The Bush adminstration, which considers the court an affront to US sovereignty, had said it would veto such missions wherever it believed American troops might be prosecuted.
The council then immediately renewed the UN's peacekeeping mandate in Bosnia, which Washington had threatened to block. Assurance But while the future of UN peacekeeping and the newly established International Criminal Court (ICC) appear to have been saved, neither the UN nor the court have emerged unscathed from what has been a marathon diplomatic battle, says the BBC's Greg Barrow in New York.
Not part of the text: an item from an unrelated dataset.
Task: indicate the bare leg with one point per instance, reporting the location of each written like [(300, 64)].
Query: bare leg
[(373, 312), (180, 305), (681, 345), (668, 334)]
The resolution calls for a 12-month exemption in investigating or prosecuting peacekeepers who are from countries that do not support the ICC. The Security Council will have to renew this immunity on an annual basis which gives Council members an option to take away this added protection. For Washington, it falls short of the blanket immunity that it had first sought against what it fears could be frivolous or politically motivated prosecutions of US troops. But the deal does offer a practical way out of a damaging dispute with most other UN member states. 'Sad day' The US ambassador to the UN, John Negroponte, said the resolution offered a degree of protection but warned that the US Government would never permit the detention of any American by the court. "We cannot accept a structure that may transform the political criticism of America's world role into the basis for criminal trials of Americans who have put their lives on the line for freedom," he said. But some of the strongest supporters of the ICC court say that while the new resolution will have little practical effect on the court's work, it has set the bad precedent of Security Council interference in an internationally agreed treaty. "We think this is a sad day for the United Nations," said Canada's ambassador Paul Heinbecker. "We don't think it's in the mandate of the Security Council to intepret treaties that are negotiated somewhere else." The ICC is the first permanent court to try war crimes, crimes against humanity and genocide. It is expected to start work in The Hague in about a year. In terms of UN business, the settlement of the dispute allowed Council members to extend the mandate of a UN police training mission in Bosnia, and also a smaller mission in the Croatian enclave of Prevlaka. They were in danger of being terminated on Monday by a US veto if the court dispute was not settled.